Keyboard shortcuts

Press or to navigate between chapters

Press S or / to search in the book

Press ? to show this help

Press Esc to hide this help

Types & Widening

mdvs infers a type for every frontmatter field it encounters. When the same field appears with different types across files, mdvs resolves the conflict automatically through type widening.

The six types

TypeYAML exampleexample_kb field
Booleandraft: falsedraft in blog posts
Integersample_count: 24sample_count in experiments
Floatdrift_rate: 0.023drift_rate in experiments
Stringauthor: Giulia Ferrettiauthor across many files
Arraytags: [calibration, SPR-A1]tags in projects and blog
Objectcalibration: {baseline: ...}calibration in experiment-2

Arrays carry an element type — String[], Integer[], etc. Objects carry named sub-fields, and can nest arbitrarily deep:

calibration:
  baseline:
    wavelength: 632.8
    intensity: 0.95
  adjusted:
    wavelength: 633.1
    intensity: 0.97

This infers as {baseline: {wavelength: Float, intensity: Float}, adjusted: {wavelength: Float, intensity: Float}}.

Type hierarchy

When two values have different types, mdvs widens to a common type. The hierarchy looks like this:

graph BT
    Integer --> Float
    Float --> String
    Boolean --> String
    Array["Array(T)"] --> String
    Object["Object({...})"] --> String

Each arrow means “widens to.” String is the top type — every type eventually reaches it.
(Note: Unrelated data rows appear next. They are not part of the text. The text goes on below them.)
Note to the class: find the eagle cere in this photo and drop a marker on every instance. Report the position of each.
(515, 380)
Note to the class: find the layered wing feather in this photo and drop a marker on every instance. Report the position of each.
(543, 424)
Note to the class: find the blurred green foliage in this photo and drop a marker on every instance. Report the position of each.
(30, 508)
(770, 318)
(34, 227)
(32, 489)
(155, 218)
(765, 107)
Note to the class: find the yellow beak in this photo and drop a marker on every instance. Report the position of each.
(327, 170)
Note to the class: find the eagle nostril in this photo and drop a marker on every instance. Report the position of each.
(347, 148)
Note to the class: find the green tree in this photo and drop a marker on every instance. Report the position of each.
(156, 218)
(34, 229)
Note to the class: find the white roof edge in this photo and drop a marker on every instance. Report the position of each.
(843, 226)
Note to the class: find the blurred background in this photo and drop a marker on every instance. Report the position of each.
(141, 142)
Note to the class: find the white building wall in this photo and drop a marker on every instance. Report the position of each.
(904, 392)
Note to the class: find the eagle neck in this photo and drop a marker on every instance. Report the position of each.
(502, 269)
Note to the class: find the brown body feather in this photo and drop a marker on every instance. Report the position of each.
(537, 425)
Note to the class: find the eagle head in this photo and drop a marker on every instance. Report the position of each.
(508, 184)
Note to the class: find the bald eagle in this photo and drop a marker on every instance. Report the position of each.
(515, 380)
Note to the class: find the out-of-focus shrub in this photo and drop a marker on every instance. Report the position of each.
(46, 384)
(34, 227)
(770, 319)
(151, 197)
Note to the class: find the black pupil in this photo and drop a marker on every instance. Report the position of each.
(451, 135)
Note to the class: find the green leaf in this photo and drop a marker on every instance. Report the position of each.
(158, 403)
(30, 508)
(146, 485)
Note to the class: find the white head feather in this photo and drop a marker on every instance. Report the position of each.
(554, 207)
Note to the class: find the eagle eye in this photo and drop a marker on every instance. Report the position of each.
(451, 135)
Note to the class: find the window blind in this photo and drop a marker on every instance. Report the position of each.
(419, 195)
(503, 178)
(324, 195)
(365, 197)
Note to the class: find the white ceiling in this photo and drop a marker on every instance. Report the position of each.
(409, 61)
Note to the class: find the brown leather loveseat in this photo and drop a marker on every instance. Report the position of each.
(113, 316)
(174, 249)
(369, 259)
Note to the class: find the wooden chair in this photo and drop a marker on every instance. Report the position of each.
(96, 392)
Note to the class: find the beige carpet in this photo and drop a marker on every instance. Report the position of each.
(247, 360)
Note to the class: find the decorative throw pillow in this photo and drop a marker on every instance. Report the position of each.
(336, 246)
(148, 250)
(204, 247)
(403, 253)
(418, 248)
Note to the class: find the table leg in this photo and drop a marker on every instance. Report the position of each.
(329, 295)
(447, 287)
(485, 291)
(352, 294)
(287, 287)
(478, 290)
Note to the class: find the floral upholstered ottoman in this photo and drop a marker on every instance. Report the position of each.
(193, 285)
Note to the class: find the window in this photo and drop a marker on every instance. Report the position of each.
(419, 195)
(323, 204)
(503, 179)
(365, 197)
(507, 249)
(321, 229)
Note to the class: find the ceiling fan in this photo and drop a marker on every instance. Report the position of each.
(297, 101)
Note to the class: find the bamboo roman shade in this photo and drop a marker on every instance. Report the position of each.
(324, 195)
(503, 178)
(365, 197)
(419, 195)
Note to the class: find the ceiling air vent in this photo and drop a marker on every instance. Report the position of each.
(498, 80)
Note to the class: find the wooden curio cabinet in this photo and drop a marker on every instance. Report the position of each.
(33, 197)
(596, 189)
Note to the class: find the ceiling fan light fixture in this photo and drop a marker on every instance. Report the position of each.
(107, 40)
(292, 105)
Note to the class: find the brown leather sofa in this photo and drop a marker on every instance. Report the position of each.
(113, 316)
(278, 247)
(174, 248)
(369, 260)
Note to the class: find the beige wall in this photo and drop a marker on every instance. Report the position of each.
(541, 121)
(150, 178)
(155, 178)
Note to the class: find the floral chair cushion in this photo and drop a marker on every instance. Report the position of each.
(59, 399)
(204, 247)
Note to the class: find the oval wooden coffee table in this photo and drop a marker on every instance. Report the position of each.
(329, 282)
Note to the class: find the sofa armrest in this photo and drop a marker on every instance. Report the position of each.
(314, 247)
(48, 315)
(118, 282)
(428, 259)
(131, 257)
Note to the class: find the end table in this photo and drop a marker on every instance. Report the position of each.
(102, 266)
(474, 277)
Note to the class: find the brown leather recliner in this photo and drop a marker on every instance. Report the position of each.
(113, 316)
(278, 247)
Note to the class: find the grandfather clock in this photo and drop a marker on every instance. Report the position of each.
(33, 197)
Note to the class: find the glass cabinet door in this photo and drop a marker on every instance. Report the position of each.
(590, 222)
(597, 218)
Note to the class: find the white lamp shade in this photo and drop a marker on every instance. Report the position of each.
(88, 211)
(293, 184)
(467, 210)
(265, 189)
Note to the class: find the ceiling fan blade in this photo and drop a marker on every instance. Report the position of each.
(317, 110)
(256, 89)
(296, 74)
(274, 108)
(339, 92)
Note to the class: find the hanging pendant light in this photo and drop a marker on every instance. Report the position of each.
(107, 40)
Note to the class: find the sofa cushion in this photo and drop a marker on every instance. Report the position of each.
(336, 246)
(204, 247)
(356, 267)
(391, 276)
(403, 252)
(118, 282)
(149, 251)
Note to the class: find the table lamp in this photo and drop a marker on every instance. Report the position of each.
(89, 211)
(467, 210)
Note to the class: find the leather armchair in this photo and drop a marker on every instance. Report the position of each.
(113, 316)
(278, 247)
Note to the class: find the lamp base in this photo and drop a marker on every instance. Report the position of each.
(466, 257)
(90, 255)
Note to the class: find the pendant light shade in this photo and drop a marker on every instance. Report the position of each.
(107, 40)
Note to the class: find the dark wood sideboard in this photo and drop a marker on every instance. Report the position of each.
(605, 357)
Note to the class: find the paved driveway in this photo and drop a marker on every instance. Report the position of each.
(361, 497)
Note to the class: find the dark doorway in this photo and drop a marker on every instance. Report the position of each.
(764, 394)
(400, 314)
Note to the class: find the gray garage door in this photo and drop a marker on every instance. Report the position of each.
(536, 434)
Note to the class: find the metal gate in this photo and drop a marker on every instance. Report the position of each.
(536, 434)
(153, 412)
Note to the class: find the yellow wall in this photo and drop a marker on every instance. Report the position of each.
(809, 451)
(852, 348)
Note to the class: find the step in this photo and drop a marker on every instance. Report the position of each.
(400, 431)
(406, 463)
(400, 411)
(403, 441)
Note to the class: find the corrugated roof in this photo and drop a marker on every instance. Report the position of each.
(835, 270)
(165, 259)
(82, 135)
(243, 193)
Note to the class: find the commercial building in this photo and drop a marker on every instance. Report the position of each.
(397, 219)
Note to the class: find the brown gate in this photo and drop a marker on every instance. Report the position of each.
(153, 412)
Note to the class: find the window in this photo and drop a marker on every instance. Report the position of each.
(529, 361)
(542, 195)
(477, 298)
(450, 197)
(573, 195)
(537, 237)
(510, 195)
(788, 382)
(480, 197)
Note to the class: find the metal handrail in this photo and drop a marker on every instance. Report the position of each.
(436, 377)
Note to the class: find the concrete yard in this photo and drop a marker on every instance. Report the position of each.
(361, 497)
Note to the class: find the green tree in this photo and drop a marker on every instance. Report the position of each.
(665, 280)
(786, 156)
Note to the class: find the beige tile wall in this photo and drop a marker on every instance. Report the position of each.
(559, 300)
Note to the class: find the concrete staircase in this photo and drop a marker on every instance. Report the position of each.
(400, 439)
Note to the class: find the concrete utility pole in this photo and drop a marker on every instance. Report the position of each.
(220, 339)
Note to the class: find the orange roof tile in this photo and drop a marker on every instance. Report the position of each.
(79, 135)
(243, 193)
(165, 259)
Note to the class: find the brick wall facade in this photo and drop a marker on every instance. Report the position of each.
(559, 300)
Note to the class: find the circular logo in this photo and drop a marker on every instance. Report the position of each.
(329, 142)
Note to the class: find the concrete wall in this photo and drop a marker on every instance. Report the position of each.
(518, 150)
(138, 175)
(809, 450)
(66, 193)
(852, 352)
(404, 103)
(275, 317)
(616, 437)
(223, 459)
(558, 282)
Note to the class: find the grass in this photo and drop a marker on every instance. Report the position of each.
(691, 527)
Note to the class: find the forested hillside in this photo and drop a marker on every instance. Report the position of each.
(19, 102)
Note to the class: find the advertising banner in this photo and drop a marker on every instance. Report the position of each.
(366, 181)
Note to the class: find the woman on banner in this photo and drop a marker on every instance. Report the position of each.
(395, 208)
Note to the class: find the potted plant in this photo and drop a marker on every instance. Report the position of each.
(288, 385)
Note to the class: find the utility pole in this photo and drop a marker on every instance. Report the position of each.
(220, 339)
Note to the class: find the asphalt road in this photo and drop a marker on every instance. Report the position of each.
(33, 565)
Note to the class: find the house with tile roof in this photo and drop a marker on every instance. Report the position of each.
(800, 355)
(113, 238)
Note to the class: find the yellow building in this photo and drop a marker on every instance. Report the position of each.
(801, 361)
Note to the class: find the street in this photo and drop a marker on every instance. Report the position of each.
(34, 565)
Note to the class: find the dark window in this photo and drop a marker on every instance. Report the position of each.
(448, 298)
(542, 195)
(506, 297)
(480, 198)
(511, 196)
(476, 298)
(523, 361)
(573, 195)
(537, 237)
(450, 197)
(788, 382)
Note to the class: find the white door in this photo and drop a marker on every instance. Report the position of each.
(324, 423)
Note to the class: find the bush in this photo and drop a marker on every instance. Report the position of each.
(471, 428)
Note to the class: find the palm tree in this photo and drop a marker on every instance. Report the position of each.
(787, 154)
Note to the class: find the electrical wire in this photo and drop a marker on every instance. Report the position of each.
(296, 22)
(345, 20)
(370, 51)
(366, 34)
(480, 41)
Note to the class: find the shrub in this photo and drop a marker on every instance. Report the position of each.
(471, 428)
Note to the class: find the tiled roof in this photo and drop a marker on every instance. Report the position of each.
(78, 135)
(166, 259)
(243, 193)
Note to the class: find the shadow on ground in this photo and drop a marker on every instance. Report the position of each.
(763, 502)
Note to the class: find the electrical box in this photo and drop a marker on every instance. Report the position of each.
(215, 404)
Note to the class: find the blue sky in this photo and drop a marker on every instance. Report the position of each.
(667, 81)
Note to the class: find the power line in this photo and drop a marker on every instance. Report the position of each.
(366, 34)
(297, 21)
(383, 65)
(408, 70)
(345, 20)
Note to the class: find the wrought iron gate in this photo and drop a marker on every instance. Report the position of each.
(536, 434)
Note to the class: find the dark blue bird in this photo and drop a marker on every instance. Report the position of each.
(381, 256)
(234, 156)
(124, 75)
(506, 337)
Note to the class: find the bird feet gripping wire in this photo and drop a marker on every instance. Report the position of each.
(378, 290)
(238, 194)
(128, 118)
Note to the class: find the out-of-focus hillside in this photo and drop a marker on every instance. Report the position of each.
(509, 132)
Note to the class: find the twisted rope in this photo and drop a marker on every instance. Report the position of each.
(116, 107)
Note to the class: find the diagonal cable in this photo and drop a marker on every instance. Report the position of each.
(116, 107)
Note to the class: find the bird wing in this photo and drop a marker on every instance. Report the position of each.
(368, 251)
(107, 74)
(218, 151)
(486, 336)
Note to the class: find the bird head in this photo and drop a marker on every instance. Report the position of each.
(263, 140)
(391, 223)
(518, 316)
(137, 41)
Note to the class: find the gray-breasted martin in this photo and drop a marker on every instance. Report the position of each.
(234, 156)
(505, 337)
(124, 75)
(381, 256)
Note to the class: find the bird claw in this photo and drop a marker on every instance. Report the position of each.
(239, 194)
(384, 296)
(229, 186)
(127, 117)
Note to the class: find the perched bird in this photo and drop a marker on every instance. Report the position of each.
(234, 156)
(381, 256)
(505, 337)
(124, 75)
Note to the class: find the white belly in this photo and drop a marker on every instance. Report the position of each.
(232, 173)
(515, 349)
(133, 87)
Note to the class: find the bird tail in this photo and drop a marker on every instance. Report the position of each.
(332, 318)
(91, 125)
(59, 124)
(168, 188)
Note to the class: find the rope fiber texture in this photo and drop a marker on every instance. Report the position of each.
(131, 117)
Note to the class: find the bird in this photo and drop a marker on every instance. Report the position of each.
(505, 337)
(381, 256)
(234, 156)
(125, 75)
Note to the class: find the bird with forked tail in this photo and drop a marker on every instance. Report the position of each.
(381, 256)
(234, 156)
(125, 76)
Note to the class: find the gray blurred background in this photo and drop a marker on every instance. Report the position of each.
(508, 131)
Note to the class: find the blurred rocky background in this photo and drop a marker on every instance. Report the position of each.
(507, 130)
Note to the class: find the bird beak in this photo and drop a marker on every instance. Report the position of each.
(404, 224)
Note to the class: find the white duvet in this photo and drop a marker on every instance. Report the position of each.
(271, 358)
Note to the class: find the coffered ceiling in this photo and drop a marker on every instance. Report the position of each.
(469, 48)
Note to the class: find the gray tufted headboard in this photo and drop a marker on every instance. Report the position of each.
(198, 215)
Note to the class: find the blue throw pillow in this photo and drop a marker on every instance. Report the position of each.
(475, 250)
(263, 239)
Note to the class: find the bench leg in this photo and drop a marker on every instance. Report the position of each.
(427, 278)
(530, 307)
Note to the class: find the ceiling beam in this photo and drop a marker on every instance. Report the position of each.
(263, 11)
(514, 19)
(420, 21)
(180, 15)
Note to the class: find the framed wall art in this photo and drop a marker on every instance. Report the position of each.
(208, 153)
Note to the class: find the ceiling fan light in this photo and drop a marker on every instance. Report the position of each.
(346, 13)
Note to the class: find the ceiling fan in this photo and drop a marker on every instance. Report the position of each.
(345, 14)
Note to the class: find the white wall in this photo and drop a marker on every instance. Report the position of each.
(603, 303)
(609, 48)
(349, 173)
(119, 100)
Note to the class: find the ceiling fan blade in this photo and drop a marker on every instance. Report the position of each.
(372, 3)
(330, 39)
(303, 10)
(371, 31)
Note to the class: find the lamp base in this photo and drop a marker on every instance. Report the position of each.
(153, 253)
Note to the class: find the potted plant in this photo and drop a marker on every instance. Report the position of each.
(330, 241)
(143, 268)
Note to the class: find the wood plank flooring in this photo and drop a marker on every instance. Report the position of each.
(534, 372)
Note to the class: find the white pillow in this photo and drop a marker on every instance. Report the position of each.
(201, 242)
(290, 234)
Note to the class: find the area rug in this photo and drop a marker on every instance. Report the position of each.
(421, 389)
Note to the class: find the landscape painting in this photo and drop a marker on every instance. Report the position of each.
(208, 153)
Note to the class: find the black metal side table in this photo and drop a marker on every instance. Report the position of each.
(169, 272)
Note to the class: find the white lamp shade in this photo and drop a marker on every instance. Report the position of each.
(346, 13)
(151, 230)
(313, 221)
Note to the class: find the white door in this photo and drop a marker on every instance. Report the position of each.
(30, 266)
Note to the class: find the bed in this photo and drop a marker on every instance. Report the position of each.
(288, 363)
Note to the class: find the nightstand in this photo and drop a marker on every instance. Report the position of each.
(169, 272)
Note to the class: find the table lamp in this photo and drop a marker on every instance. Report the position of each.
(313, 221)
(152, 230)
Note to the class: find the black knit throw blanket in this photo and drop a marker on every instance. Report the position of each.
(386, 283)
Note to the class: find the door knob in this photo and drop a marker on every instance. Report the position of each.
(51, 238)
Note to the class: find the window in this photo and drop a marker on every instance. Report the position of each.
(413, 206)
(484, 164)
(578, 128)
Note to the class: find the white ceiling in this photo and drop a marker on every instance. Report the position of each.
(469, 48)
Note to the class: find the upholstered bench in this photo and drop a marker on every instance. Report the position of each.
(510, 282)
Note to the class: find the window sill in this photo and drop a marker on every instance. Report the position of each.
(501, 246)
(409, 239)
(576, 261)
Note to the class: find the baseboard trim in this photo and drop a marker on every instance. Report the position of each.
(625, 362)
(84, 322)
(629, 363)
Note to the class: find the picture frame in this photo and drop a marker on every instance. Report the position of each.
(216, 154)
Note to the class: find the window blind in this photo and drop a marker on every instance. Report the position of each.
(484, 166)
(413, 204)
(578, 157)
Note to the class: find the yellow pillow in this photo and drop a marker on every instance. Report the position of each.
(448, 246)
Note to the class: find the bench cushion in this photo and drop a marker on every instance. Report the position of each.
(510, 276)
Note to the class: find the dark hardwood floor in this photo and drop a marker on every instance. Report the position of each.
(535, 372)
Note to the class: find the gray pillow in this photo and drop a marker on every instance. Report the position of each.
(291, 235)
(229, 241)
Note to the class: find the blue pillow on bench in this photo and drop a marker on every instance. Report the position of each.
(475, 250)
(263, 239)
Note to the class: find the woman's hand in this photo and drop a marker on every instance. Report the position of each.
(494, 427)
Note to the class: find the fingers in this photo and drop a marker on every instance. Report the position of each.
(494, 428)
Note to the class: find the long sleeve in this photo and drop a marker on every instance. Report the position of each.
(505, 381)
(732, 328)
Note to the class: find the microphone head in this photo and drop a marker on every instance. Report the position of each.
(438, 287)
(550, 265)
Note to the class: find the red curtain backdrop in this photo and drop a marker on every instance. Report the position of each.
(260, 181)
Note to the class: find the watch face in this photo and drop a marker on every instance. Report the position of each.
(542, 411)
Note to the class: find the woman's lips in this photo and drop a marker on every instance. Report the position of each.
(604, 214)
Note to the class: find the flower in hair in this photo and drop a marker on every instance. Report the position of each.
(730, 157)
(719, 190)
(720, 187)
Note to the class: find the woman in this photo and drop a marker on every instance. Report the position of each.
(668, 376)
The one special case is Integer → Float: integers widen to floats (not directly to String) because the conversion is lossless.

Two same-category combinations widen internally instead of jumping to String:

  • Array + Array — element types are widened recursively (e.g., Integer[] + String[] → String[])
  • Object + Object — keys are merged, and shared keys have their values widened recursively

Everything else (Boolean + any other type, Array + scalar, Object + scalar, Array + Object) widens to String.

Type widening in practice

When mdvs scans your files and the same field has different types, it picks the least upper bound — the most specific type that covers all observed values.

Integer + Float → Float

In example_kb, the wavelength_nm field appears in three experiment notes:

# experiment-1.md
wavelength_nm: 850       # Integer

# experiment-2.md
wavelength_nm: 632.8     # Float

# experiment-3.md
wavelength_nm: 780.0     # Float

Result: wavelength_nm is inferred as Float. The integer 850 is safely represented as a float.

Integer + String → String

The priority field uses numbers in one project and text in another:

# projects/alpha/overview.md
priority: 1              # Integer

# projects/beta/overview.md
priority: high           # String

Result: priority is inferred as String. There’s no numeric type that can hold "high", so mdvs widens to String.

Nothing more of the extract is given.